Betreff
Der Verwaltungsgerichtshof hat durch den Vorsitzenden Senatspräsident Mag. Nedwed als Richter sowie die Hofrätinnen Mag. Dr. Maurer Kober und Mag. Schindler als Richterinnen, unter Mitwirkung der Schriftführerin Mag. a Andrés, über die Revision des R in S, vertreten durch die Schärmer + Partner Rechtsanwälte GmbH in 1230 Wien, Dr. Neumann Gasse 7, gegen das Erkenntnis des Landesverwaltungsgerichts Tirol vom 30. Jänner 2025, LVwG 2024/25/1531 16, betreffend Übertretung des KFG (belangte Behörde vor dem Verwaltungsgericht: Bezirkshauptmannschaft Kufstein), den Beschluss gefasst:
Spruch
Die Revision wird zurückgewiesen.
1 Mit dem im Beschwerdeverfahren ergangenen angefochtenen Erkenntnis des Landesverwaltungsgerichts Tirol (Verwaltungsgericht) wurde der Revisionswerber einer Übertretung der §§ 102 Abs. 2 KFG iVm § 4 Abs. 2 KFG schuldig erkannt, weil er sich als Lenker, obwohl es ihm zumutbar gewesen sei, nicht vor Fahrtantritt davon überzeugt habe, dass das von ihm verwendete Fahrzeug den Vorschriften des KFG entspreche: Es sei festgestellt worden, dass ein die Sicht behindernder, nicht genehmigter Pausentisch am Armaturenbrett, direkt hinter der Windschutzscheibe zwischen dem Fahrer und dem Beifahrer montiert gewesen und während der Fahrt verwendet worden sei; die Gefährdung habe in der Sichtbehinderung bestanden, welche das Sichtfeld des Fahrers nach rechts unten, unmittelbar vor dem Fahrzeug beschränkt habe. Dadurch habe es zur Gefährdung anderer Straßenbenützer, insbesondere von Fußgängern, kommen können. Über ihn wurden gemäß § 134 Abs. 1 Z 1 KFG eine Geldstrafe in der Höhe von € 110, (Ersatzfreiheitsstrafe elf Stunden) verhängt und ein Kostenbeitrag zum Verfahren auferlegt. Die ordentliche Revision wurde für nicht zulässig erklärt.
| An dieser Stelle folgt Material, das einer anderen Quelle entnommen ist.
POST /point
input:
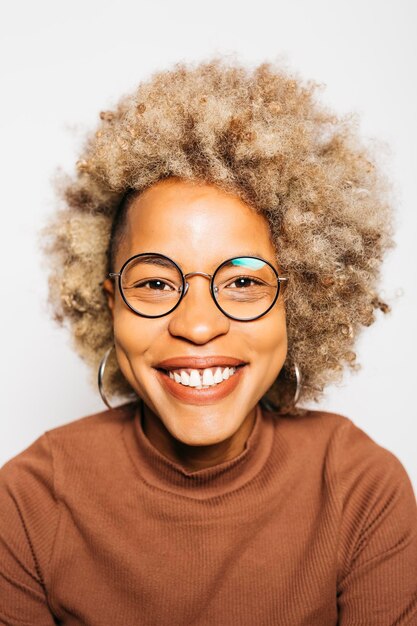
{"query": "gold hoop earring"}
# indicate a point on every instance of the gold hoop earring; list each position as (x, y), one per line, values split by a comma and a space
(101, 370)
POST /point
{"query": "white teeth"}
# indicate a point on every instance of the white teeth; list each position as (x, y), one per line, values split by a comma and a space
(202, 379)
(195, 380)
(185, 378)
(208, 377)
(218, 376)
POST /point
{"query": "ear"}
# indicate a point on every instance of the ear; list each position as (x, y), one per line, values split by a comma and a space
(108, 288)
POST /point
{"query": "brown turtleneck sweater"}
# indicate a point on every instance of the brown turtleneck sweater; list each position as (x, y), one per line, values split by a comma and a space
(313, 524)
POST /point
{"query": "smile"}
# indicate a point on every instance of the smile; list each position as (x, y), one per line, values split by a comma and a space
(200, 386)
(201, 378)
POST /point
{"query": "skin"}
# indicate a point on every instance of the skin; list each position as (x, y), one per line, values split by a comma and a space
(215, 226)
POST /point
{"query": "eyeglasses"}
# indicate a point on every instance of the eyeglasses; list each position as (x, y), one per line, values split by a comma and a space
(243, 288)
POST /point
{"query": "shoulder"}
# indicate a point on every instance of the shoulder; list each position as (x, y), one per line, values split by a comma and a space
(353, 464)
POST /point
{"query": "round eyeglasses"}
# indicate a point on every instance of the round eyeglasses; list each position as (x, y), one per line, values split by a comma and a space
(243, 288)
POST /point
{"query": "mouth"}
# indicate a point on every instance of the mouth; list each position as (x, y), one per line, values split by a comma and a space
(201, 386)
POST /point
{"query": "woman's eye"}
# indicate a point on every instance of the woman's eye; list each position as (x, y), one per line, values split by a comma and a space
(155, 285)
(243, 281)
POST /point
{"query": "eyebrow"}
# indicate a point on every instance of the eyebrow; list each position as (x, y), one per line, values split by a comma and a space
(162, 262)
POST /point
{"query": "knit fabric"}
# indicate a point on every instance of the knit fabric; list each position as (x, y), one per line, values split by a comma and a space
(313, 524)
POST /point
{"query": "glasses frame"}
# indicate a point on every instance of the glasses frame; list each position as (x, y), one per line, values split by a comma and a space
(185, 285)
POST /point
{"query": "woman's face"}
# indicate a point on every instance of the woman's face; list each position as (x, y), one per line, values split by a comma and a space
(198, 226)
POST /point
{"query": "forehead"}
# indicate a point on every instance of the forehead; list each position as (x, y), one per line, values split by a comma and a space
(189, 221)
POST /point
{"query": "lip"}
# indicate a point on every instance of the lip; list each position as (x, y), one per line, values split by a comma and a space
(194, 362)
(191, 395)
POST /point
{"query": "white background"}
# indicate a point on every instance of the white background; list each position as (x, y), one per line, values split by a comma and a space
(64, 62)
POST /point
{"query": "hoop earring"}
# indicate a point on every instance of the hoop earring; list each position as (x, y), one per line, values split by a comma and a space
(270, 406)
(101, 369)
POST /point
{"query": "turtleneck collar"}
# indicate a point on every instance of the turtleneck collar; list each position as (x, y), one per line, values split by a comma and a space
(160, 471)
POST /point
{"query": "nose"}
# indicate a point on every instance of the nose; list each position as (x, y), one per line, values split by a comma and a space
(197, 318)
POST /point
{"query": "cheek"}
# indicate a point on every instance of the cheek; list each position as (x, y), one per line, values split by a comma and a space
(271, 345)
(133, 336)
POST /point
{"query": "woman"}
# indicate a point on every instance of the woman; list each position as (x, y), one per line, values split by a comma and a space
(216, 259)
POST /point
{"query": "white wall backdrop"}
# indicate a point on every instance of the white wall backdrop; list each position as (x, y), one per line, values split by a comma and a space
(64, 62)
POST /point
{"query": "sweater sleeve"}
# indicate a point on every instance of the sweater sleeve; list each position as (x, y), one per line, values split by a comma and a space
(28, 523)
(377, 583)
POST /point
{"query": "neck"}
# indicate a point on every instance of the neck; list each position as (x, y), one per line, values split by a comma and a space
(194, 458)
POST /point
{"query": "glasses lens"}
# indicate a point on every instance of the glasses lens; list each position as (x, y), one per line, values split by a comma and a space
(246, 287)
(151, 285)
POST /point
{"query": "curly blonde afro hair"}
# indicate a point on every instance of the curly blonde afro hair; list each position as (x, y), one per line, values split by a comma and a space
(257, 133)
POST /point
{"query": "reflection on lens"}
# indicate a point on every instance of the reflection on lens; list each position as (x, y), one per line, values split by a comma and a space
(246, 287)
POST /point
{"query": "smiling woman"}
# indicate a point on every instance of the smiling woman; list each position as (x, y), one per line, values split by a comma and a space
(220, 246)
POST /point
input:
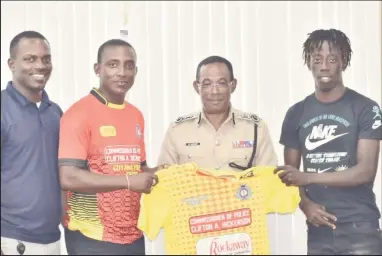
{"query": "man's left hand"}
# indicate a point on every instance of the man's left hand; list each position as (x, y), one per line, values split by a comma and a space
(155, 169)
(292, 176)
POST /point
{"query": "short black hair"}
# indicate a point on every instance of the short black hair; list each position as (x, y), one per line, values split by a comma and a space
(112, 42)
(334, 37)
(214, 59)
(25, 34)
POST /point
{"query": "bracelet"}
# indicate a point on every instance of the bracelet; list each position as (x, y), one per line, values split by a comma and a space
(128, 181)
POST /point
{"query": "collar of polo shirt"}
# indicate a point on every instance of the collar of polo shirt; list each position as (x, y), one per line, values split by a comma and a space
(103, 100)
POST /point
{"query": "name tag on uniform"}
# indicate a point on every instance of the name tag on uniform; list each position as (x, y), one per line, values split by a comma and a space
(190, 144)
(242, 143)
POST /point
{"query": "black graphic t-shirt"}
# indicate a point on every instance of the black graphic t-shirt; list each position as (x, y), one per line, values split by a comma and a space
(327, 135)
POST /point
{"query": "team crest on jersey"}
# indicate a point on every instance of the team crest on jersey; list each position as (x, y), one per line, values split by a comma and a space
(244, 192)
(138, 130)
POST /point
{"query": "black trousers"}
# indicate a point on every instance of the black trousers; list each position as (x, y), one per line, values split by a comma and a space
(354, 238)
(78, 244)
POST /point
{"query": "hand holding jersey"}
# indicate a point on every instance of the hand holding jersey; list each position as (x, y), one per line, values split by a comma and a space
(142, 182)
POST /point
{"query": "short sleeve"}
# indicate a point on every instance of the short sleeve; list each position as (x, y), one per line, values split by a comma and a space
(279, 198)
(155, 210)
(74, 140)
(289, 131)
(370, 122)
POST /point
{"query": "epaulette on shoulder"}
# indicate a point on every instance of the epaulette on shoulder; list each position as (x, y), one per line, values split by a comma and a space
(249, 116)
(186, 118)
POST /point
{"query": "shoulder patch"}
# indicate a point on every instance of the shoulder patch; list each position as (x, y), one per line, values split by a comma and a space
(250, 117)
(185, 118)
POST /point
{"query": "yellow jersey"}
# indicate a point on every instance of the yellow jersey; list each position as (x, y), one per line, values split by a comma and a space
(214, 212)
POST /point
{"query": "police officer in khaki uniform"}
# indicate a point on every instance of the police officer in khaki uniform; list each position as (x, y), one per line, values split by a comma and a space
(219, 136)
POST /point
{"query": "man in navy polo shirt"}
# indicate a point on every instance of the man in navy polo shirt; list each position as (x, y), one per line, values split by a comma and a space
(30, 190)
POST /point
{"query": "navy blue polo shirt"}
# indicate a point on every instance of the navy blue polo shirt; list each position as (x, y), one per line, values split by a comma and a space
(30, 188)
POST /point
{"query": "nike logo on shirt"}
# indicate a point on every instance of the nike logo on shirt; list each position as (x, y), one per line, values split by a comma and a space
(313, 145)
(324, 170)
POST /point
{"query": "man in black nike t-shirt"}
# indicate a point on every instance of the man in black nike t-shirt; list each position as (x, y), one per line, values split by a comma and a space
(337, 132)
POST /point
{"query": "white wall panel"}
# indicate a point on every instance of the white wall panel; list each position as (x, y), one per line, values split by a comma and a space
(262, 40)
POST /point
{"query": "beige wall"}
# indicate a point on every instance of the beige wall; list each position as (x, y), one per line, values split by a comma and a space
(263, 41)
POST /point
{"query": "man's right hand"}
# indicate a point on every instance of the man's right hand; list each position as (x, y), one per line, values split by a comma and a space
(143, 182)
(316, 214)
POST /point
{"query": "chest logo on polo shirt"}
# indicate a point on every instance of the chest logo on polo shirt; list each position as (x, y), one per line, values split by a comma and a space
(108, 131)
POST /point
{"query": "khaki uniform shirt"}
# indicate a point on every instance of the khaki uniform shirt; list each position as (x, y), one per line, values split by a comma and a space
(192, 138)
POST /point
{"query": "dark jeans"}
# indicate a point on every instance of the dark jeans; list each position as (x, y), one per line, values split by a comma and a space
(354, 238)
(78, 244)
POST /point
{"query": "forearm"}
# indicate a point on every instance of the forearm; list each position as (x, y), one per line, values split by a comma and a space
(145, 168)
(63, 205)
(83, 181)
(351, 177)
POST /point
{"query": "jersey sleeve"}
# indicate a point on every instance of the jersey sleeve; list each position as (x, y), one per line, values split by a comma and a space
(279, 198)
(74, 140)
(370, 122)
(289, 131)
(155, 210)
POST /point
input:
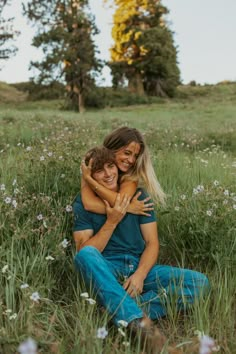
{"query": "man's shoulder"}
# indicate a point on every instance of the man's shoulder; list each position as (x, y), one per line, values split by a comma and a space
(78, 205)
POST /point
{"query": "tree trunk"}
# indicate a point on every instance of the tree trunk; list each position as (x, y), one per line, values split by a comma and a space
(136, 84)
(81, 106)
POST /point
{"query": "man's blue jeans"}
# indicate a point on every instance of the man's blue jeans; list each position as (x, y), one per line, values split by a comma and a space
(106, 275)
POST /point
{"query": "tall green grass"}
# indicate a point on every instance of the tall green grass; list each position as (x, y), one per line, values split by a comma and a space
(194, 154)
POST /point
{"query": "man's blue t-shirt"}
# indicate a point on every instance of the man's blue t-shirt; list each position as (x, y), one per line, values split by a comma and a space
(126, 238)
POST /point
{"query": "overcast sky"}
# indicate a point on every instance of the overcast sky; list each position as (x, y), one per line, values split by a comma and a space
(204, 34)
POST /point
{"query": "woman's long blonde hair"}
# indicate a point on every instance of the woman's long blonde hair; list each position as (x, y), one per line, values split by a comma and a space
(143, 170)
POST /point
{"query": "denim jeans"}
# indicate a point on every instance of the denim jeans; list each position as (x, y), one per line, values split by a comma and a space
(163, 283)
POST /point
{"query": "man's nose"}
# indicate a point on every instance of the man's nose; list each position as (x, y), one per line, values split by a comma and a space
(131, 159)
(107, 172)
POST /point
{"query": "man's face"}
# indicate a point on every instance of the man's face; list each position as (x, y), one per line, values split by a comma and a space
(107, 176)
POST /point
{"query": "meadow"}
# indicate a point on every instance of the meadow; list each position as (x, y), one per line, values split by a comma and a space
(193, 146)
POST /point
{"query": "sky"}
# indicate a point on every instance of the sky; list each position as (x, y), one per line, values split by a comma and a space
(204, 33)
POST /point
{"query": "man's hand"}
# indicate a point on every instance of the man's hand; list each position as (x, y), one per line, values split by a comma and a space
(140, 207)
(134, 284)
(116, 214)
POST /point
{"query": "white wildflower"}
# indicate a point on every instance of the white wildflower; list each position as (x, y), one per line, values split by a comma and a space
(200, 188)
(35, 296)
(69, 208)
(64, 243)
(209, 212)
(49, 258)
(86, 295)
(121, 332)
(206, 345)
(13, 317)
(126, 344)
(102, 333)
(29, 346)
(91, 301)
(5, 268)
(24, 286)
(14, 203)
(122, 323)
(7, 200)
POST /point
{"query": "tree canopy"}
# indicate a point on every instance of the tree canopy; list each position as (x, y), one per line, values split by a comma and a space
(143, 52)
(65, 31)
(7, 34)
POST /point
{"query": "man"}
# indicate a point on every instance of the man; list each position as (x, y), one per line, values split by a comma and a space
(117, 254)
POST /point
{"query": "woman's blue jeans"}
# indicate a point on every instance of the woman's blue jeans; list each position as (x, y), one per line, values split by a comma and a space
(162, 284)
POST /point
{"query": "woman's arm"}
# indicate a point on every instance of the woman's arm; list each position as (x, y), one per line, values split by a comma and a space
(91, 201)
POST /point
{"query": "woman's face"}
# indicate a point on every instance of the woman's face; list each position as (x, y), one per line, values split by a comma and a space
(127, 156)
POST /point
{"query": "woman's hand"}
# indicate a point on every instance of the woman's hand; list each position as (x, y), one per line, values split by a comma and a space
(140, 207)
(86, 170)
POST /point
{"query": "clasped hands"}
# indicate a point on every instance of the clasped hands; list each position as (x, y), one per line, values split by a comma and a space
(134, 284)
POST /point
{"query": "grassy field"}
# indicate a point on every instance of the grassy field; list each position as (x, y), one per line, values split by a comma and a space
(193, 146)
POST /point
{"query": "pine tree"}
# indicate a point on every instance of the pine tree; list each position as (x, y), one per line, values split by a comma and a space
(144, 52)
(7, 34)
(65, 35)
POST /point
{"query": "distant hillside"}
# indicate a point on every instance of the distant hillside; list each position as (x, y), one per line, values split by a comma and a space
(9, 94)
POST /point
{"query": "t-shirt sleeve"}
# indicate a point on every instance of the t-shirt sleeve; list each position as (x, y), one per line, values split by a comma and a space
(82, 220)
(142, 218)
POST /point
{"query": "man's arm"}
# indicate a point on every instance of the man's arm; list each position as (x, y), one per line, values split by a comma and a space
(100, 239)
(134, 284)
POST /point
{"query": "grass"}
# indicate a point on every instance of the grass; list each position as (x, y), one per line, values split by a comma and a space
(192, 142)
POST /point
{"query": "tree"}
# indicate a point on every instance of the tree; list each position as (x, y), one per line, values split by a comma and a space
(65, 35)
(143, 52)
(7, 34)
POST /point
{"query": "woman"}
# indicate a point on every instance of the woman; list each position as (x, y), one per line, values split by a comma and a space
(135, 168)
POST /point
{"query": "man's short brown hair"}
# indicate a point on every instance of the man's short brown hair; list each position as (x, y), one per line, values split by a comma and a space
(100, 156)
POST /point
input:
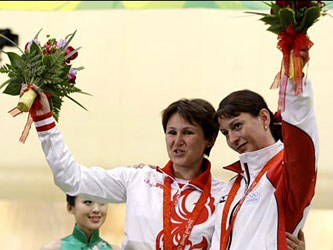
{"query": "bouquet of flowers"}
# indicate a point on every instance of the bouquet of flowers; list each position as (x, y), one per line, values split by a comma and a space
(290, 20)
(47, 66)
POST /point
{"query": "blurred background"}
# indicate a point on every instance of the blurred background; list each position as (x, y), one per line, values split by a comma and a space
(138, 58)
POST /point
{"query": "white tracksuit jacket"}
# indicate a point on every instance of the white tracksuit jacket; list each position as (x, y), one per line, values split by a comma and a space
(282, 198)
(141, 189)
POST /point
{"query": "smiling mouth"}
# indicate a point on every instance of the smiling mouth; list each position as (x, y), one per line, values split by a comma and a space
(94, 218)
(179, 152)
(239, 148)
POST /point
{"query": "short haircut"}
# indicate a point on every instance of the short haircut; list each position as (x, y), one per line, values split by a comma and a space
(195, 111)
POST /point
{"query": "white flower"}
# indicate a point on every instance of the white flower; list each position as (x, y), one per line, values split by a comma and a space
(61, 43)
(28, 45)
(73, 71)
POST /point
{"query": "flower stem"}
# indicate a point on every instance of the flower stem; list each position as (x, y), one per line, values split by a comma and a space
(26, 100)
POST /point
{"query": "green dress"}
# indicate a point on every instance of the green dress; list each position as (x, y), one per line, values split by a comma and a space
(78, 241)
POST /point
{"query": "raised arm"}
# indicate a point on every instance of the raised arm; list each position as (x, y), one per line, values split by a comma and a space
(92, 183)
(300, 137)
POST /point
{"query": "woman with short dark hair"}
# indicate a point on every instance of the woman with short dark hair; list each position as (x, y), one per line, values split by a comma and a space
(167, 208)
(275, 181)
(89, 217)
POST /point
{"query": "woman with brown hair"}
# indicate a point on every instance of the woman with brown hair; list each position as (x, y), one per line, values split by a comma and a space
(275, 181)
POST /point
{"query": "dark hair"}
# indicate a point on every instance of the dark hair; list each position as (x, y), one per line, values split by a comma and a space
(70, 200)
(249, 102)
(193, 111)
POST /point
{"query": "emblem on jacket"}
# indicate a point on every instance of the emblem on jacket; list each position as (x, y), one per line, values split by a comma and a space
(182, 212)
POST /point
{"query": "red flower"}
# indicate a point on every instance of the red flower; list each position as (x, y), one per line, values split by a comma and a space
(283, 4)
(303, 3)
(69, 50)
(72, 78)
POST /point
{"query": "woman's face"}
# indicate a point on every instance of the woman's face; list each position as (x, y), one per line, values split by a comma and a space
(246, 133)
(89, 215)
(185, 142)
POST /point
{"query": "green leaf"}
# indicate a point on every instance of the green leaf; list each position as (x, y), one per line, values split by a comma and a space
(15, 59)
(47, 60)
(72, 53)
(311, 15)
(35, 48)
(5, 83)
(79, 68)
(287, 17)
(65, 72)
(13, 88)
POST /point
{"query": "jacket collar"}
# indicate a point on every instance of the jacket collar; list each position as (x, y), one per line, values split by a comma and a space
(81, 236)
(198, 182)
(250, 163)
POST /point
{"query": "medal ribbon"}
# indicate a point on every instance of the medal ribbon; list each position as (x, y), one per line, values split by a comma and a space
(167, 205)
(225, 233)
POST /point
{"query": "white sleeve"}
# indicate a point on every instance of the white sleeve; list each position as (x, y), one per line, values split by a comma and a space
(96, 183)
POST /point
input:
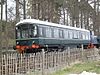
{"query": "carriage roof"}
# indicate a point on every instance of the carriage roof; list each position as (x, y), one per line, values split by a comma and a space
(31, 21)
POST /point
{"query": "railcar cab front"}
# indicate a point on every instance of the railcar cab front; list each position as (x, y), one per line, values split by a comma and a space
(24, 37)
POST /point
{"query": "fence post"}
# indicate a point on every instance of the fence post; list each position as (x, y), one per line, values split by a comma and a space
(82, 52)
(68, 56)
(43, 62)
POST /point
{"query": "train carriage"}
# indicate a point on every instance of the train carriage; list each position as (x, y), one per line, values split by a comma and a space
(32, 35)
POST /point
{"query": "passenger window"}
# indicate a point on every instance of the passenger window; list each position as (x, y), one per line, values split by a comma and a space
(56, 33)
(61, 34)
(48, 32)
(65, 34)
(40, 31)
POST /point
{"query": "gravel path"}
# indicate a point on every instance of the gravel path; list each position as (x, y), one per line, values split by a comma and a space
(85, 73)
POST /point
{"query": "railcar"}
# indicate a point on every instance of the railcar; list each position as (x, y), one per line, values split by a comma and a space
(32, 35)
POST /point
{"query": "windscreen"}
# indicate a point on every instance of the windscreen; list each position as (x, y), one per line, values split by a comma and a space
(26, 31)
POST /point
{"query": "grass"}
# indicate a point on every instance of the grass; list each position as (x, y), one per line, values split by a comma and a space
(78, 68)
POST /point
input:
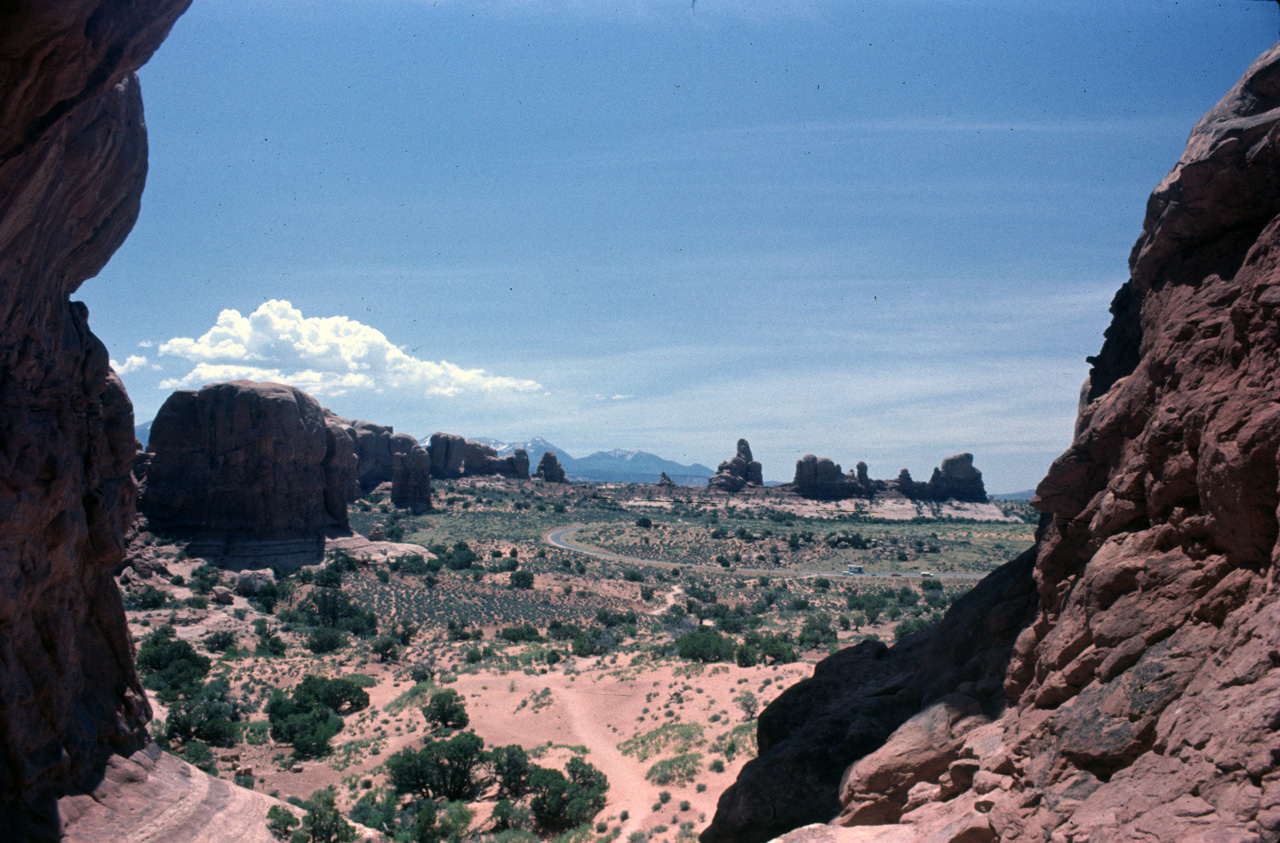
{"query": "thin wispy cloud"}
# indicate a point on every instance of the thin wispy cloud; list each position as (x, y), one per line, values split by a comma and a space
(325, 356)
2 Begründend führte das Verwaltungsgericht im Wesentlichen aus, das von ihm als schlüssig erachtete Gutachten des Amtssachverständigen stelle Sichtbereiche aus direkter und indirekter Sicht nach den Vorgaben der UN ECE Regelung Nr. 46 gegenüber und komme zum Ergebnis, dass technisch insoweit ein schwerer Mangel gemäß Mängelkatalog der Prüfund Begutachtungsstellenverordnung (PBStV) vorliege, als durch den Ablagetisch das Sichtfeld für die direkte Sicht des Lenkers jedenfalls verschlechtert werde. Aus den Lichtbildern im Gutachten ergebe sich, dass mit Ablagetisch bei einer drei Meter vor dem Fahrzeug stehenden Person der Bereich bis 80 cm über der Fahrbahn verdeckt sei, während ohne Ablagetisch sogar die Schuhe der Person noch teilweise zu sehen seien. Daraus folge, dass beispielsweise ein Kind, welches nicht höher als 80 cm über die Fahrbahn rage, durch den Ablagetisch vom Lenker durch die Windschutzscheibe nicht gesehen werden könne. Da der Ablagetisch zu einer Sichtbeeinträchtigung im direkten Sichtbereich vorne rechts führe, sei dieser auch als maßgeblicher Teil des Sattelkraftfahrzeuges zu beurteilen. Durch diese Sichtbeeinträchtigung könne es zu einer Gefährdung insbesondere von Fußgängern kommen.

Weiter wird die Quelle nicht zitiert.